Right of withdrawal from sex education will continue, says Hinds

Posted: Wed, 21st Feb 2018

Right of withdrawal from sex education will continue, says Hinds

Parents will continue to have the right to withdraw their children from sex education at secondary school, the education secretary has confirmed.

Damian Hinds's comments come as the teaching of Relationships and Sex Education (RSE) and PSHE (Personal, Social and Health Education) are due to become compulsory in England.

Relationships education will be taught at primary school and full RSE will be taught at secondary school. This weekend Damian Hinds said parents would continue to have the right to withdraw their children from the sex education part of RSE at secondary school.

"There's an established right for parents to be able to withdraw their children from the sex education bits of relationships and sex education," he told The Andrew Marr Show on BBC1. "That right exists and will continue."

The Government recently closed a consultation on changes to these subjects. In its response to the consultation, the National Secular Society welcomed the proposal to make RSE compulsory and said young people's access to RSE should not be restricted on religious grounds.

The NSS campaigns for faith-free sex and relationships education and opposes the 'right' to withdraw children from it on religious grounds.

This week it also emerged that councillors in North London had unanimously backed a motion that faith schools should be allowed to omit important aspects of sex education.

The motion, which was passed at a full meeting of Barnet Council in January, called on the Government to allow faith schools to teach sex education "in a manner consistent with their religious ethos". It says the Department of Education should "allow for this in its pending guidelines and to call on OFSTED inspectors to be sensitive and understanding of this when carrying out their inspections".

It also says the Council "very much recognises and values the diversity of faith schools within this Borough, notes the excellent achievements of many of them and would not wish to see these schools undermined".

Cllr Brian Gordon, who put forward the motion, said: "It is wrong, and I would say counter-productive, for faith schools to be penalised or marked down for failure to teach particular aspects of sex and sexuality that are counter to their religious ethos."

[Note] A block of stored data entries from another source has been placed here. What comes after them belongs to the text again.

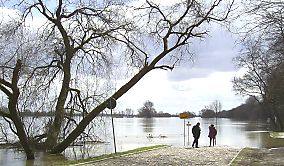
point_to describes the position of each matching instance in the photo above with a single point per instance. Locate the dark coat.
(212, 132)
(196, 131)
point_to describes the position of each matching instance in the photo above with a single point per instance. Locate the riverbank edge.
(118, 154)
(259, 156)
(245, 156)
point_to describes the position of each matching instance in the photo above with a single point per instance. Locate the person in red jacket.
(212, 134)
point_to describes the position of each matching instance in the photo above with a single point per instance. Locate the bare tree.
(83, 36)
(262, 55)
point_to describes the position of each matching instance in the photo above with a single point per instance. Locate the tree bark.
(84, 122)
(55, 128)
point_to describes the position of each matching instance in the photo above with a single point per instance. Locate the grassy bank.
(248, 156)
(107, 156)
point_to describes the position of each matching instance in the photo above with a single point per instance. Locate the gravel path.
(173, 156)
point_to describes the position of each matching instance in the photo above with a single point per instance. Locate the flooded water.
(132, 133)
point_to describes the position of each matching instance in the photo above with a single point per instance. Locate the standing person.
(212, 134)
(196, 134)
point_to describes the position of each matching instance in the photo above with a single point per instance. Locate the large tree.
(262, 57)
(87, 35)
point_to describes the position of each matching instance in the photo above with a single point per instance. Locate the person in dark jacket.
(212, 134)
(196, 134)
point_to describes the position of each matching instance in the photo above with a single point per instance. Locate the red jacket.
(212, 132)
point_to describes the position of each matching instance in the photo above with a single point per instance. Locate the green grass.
(108, 156)
(248, 156)
(276, 134)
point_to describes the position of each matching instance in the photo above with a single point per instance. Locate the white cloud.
(178, 96)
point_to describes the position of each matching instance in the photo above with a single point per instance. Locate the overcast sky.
(191, 87)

In January Cllr Gordon represented the Union of Orthodox Hebrew Congregations (UOHC) as part of a delegation of Orthodox Jewish 'community leaders' who met with Sir Theodore Agnew, a minister at the Department for Education. The 'representatives' said there would be "no compromise" with requirements to teach children about gender and sexuality. He described the expectation for schools to teach about gender and personal relationships as "unprecedented external pressure under the grand pretext of community cohesion and diversity".

UOHC is an umbrella organisation of Charedi Jewish groups in London. One of its most recent activities has been to call for its members to boycott the J3 Jewish Community Centre in London due to its activities supporting LGBT+ Jews.

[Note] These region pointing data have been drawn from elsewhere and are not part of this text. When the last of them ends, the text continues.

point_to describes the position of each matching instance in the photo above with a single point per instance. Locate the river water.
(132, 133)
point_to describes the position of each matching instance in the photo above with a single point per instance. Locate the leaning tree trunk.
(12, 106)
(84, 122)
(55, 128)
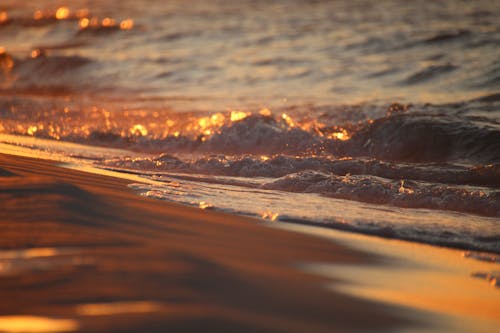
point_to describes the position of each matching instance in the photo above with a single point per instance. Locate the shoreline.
(85, 248)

The NSS expressed disappointment over Mr Hinds's comments and criticised Barnet Council for siding with groups which put religious concerns above children's educational needs.

Alastair Lichten, the NSS's education and schools officer, said: "Getting Relationships and Sex Education on a statutory footing, so every child has access to age appropriate provision, was a major success. Unfortunately some faith groups are determined to undermine this.

"We should cut through the euphemistic language about 'teaching in accordance with their ethos'. These groups want schools to be able to pretend LBGT+ people don't exist. They want to be able to deny pupils information about contraceptives. Very often they just want to use the subject to promote narrow religious views, for example about gender roles, or just don't want to teach it at all – regardless of how unprepared this leaves pupils."